As parents, how can we help our teenagers find their footing in this exciting yet intimidating new environment?
Set boundaries, stick to them
As teens explore their new-found sense of independence, they will inevitably test those limits. Create reasonable boundaries, explain and help them understand why they exist, then be consistent in enforcing them, experts say.
Take the new cellphone restrictions. Parents can apply some of those rules at home: no phone while doing homework or at the dinner table, for example, says Jennifer Schwartz, a veteran guidance counsellor with the Toronto District School Board who has also taught for more than two decades.
These rules are not meant as a punishment, she explains, but to wean them off distractions and their need for instant gratification.
“They don’t need everything immediately. We are doing them no favours by giving them everything instantly and not having to earn things. They don’t appreciate it,” says Schwartz, who has been a guidance counsellor for 17 years and is a parent to two teenagers herself.
Those big feelings matter
One of the most important things parents can do is listen and give them validation. Don’t minimize their struggles – what seems trivial to us may be extremely consequential to them.
“It’s important that the kids feel comfortable coming to you as a parent with whatever they’re with. So having that safe space of open communication is really important and beneficial,” says Chandra.
“Validation goes a long way. It’s surprising just how much that helps.”
It’s not black and white either. If your child is dealing with peer pressure, for example, acknowledge their feelings of uncertainty or frustration while also encouraging them to make confident, positive choices.
School stress is normal – here’s how to manage it
When it comes to academics, sit down with your teen and go over their course assignments, so you know what’s going on. Teach them to use their phone calendars, show them how to plan backward to ensure they hand their work in on time. If possible, create a homework space away from the bedroom, their stress-free zone.
Remind them it’s okay to feel anxious before a test or ask for help if they’re having trouble. Encourage self-advocacy, and instead of focusing solely on grades, emphasize effort and improvement.
“I don’t think that’s a very great strategy of constant punishment and reward, because it also undermines their natural tendency to want to learn and to want to be better,” says Chandra.
Build connections and foster support
Teens are not known for volunteering information, so parents should carve out time – even just a little bit – to ask questions and talk to them. If family dinner isn’t feasible, then a few minutes over breakfast, or during a car ride.
Schwartz emphasizes the importance of encouraging teens to find support systems outside the home.
Creating a connection through a common interest – encouraging them to join a club or sport, for example – helps make the adjustment less scary, she added, noting that kids who are involved tend to adjust better.

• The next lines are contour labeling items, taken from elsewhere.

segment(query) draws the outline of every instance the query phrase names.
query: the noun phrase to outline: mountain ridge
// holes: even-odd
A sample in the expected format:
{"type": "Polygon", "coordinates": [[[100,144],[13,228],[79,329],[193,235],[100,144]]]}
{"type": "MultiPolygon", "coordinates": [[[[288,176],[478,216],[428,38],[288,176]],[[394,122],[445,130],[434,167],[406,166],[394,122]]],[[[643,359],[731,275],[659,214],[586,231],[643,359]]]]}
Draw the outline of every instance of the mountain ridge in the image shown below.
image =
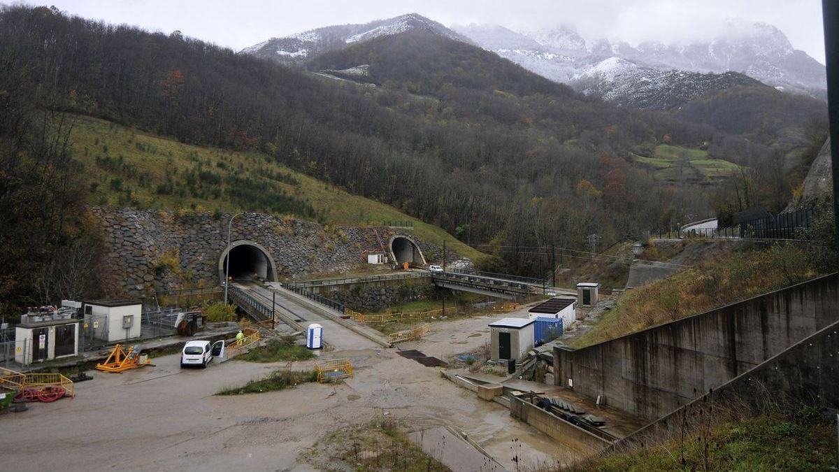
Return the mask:
{"type": "Polygon", "coordinates": [[[354,43],[417,29],[471,43],[469,39],[461,37],[440,23],[418,13],[405,13],[365,24],[324,26],[286,36],[271,38],[244,48],[239,51],[239,54],[256,55],[286,65],[299,65],[321,54],[341,49],[354,43]]]}

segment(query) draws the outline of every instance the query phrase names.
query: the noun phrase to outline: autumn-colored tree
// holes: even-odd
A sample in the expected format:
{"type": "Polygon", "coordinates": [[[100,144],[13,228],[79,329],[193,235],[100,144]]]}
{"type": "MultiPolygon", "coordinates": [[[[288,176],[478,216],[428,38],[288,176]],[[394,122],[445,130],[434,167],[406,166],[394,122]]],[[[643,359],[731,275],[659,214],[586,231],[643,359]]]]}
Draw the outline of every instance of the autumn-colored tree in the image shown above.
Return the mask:
{"type": "Polygon", "coordinates": [[[163,96],[169,100],[178,97],[178,92],[184,85],[184,73],[180,69],[173,69],[166,74],[163,81],[163,96]]]}

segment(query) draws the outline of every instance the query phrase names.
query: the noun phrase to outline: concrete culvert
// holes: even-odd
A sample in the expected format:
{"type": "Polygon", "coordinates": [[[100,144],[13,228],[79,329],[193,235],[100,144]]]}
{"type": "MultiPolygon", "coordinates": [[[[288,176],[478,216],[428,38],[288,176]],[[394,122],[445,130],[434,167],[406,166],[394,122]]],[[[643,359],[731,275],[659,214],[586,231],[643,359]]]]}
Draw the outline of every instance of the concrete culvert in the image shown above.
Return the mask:
{"type": "Polygon", "coordinates": [[[236,241],[225,250],[219,260],[219,278],[224,281],[227,258],[230,258],[230,276],[234,281],[255,278],[277,280],[277,266],[268,251],[256,243],[236,241]]]}
{"type": "Polygon", "coordinates": [[[425,267],[425,258],[420,246],[407,236],[393,236],[388,242],[390,257],[397,265],[407,262],[411,267],[425,267]]]}

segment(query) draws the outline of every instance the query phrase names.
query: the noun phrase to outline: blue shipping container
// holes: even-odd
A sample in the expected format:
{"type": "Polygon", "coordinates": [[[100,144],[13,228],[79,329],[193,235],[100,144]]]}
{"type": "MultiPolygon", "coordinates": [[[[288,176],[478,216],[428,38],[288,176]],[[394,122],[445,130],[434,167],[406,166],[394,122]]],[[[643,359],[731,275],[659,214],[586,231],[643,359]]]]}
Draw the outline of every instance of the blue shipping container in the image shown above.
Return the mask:
{"type": "Polygon", "coordinates": [[[534,324],[534,343],[544,344],[562,336],[562,318],[536,317],[534,324]]]}

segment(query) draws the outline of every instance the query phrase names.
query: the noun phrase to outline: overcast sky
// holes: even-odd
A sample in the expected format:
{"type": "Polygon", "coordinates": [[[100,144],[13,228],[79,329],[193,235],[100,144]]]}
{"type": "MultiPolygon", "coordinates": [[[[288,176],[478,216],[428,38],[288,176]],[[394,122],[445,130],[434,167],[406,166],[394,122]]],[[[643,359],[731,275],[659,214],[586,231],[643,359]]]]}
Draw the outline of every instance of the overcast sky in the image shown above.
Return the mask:
{"type": "Polygon", "coordinates": [[[43,4],[150,30],[180,29],[237,50],[273,36],[412,12],[446,25],[490,23],[518,29],[572,25],[586,39],[620,38],[632,44],[703,37],[725,18],[737,18],[774,24],[796,49],[825,61],[819,0],[52,0],[43,4]]]}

Ask the school for resources if cultural and language barriers are part of the challenges.
“They’re never alone in any of this,” she says.
Look for signs when they need more help
Sometimes they may simply need some quiet time or space to talk about their feelings. If a teen is experiencing anxiety, guidance counsellors can ask teachers for accommodations, like extra time on a test, for example, without revealing the reason.
If you are concerned, they are going through something serious that requires professional help, or you’re simply not sure, don’t brush it off, the experts say. Take them to a doctor and don’t feel ashamed or embarrassed about it. Tell the school as well; guidance counsellors can serve as a triage, with access to the experts who can help.
Let them face challenges
It’s natural to want to shield your child from all difficulties, but some struggle is healthy. Avoid comparing your teen to their peers. Just because a classmate appears to be adjusting seamlessly doesn’t mean your child is falling behind.
“There’s a fine balance between snowplowing our way through trying to fix everything for them,” says Schwartz, “and letting them learn these great skills that they will take with them into adulthood.”